Aufrüstung in der Tischtennisliga: Das Nilpferd legt die Noppen ab

Timo Boll wird mit Düsseldorf endlich Deutscher Mannschaftsmeister, aber die Tischtennisliga kränkelt. Dem versucht Altbausanierer und Sponsor Frank Müller was entgegen zu setzen.

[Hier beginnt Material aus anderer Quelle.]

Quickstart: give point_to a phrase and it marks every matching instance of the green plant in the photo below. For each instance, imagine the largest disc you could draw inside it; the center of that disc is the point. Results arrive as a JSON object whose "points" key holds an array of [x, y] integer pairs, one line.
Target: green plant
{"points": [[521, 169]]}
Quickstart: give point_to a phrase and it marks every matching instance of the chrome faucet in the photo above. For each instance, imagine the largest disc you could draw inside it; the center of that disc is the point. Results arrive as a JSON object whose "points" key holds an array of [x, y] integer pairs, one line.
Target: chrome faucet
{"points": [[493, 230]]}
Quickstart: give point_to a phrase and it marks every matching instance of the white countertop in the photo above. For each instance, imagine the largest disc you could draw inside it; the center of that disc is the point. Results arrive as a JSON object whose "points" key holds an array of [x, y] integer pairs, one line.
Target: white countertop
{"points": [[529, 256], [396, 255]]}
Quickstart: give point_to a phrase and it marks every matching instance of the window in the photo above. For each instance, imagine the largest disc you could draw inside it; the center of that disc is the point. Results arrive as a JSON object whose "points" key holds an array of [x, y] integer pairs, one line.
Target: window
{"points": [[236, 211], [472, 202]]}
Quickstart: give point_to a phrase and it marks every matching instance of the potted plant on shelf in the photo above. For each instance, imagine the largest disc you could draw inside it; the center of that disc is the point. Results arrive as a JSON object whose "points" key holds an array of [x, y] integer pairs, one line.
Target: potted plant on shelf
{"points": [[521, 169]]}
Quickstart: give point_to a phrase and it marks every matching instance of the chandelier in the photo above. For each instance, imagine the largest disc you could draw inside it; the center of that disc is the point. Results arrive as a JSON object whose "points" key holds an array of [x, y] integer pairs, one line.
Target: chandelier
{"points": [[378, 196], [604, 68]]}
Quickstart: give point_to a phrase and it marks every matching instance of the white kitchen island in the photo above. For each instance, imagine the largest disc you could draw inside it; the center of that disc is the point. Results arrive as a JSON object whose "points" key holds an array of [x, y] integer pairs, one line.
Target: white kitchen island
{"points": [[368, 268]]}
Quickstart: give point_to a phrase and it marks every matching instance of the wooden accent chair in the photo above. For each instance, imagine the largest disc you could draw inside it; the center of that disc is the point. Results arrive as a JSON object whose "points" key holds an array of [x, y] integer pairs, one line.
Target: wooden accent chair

Borussia Düsseldorfs Spieler Christian Süß, Timo Boll und Pavel Korbel (l-r) freuen sich über die Trophäe des Deutschen Mannschaftsmeisters. Bild: dpa

DÜSSELDORF taz Es war ein "schönes Gefühl". Und Timo Boll genoss es sichtlich. Er mag dreifacher amtierender Tischtennis-Europameister sein, er mag die Champions League gewonnen haben, nun gelang es ihm mit Borussia Düsseldorf "nach zwölf Jahren Bundesliga, endlich auch mit der Mannschaft Meister zu werden". Das zweite Finale am Samstag gegen Titelverteidiger TTC Frickenhausen war allerdings nur mehr Formsache. Nach nur 21 Minuten posierte Boll schon für erste Meisterfotos.

Denn schon das Hinspiel bei Titelverteidiger TTC Frickenhausen hatte der FC Bayern München des Tischtennis locker 6:2 gewonnen. "Wenn wir das versemmelt hätten, wäre es die größte Blamage aller Zeiten gewesen", kommentierte Dimitrij Ovtcharov, Bolls Kollege in Düsseldorf und der deutschen Nationalmannschaft. Aber die Sorgen des 19-Jährigen waren unbegründet. Schon nach den Eingangsdoppeln, die beide an Düsseldorf gingen, stand die Meisterschaft fest. Anschließend sahen die nur 2.400 Zuschauer weitere spektakuläre Ballwechsel und einen 6:3-Heimsieg.

Es war der 21. Meistertitel für Düsseldorf. Dank der Zugänge Boll und Ovtcharov überwand die Borussia souverän die Durststrecke seit 2003 und heimste auch den Pokal ein. Wie der FC Bayern scheiterte Düsseldorf aber international im Halbfinale. Franz Beckenbauer muss die Parallelen offenbar sympathisch gefunden haben und übermittelte per Fax Glückwünsche vom 21-fachen Fußballmeister.

Die Konkurrenz fürchtet in den nächsten Jahren weitere Düsseldorfer Alleingänge. Um dies zu verhindern, soll als ein Gegengewicht ein "starker Verein im Süden etabliert" werden. So formuliert der Mann das Ziel, der für das neue Namenungetüm TTC Müller Frickenhausen/Würzburg verantwortlich ist: Frank Müller. Der bekennende Selbstdarsteller beendete sein Engagement beim Meister von 2005, weil in Würzburg "mangelnde Perspektiven für einen Spitzenverein" herrschten. Nachdem eine ortsansässige Brauerei ihr Sponsoring reduziert hatte, musste Müller wie schon bei seinem früheren Klub Weitmar-Munscheid die meisten Ausgaben selbst stemmen.

Deshalb verzichtete der Tabellenachte auf eine neue Lizenz und schloss sich dem schwäbischen Vizemeister an. Der TTC wird aber nach den Abgängen des 39-jährigen Bundesliga-Urgesteins Ma Wenge, der nach Frankreich wechselt, und Bojan Tokic wenig zu bestellen haben. Immerhin bleiben den Fans nach dem Zusammenschluss weitere Einsätze von Altbausanierer Müller erspart. Der übergewichtige Sponsor mit Noppenbelägen, die ihm den Beinamen "Nilpferd mit Noppen" einbrachten, hatte sich ab und an im Doppel selbst aufgeboten. Künftig wird die Bundesliga aber mit nur noch drei statt vier Spielern bestritten. Kürzere Begegnungen sollen dafür sorgen, dass mehr als einstündige Endspielzusammenfassungen im DSF gezeigt werden.

Die einhergehende Kostenreduzierung durch kleinere Kader animiert dennoch niemand zum Aufstieg in die Deutsche Tischtennis-Liga (DTTL). Kein einziger der 20 Zweitligisten hat einen Lizenzantrag für die Eliteklasse gestellt. Absteiger gibt es daher in der DTTL auch nicht - und durch Würzburgs Zusammenschluss mit Frickenhausen reduziert sich die Zahl der Vereine auf neun statt zehn.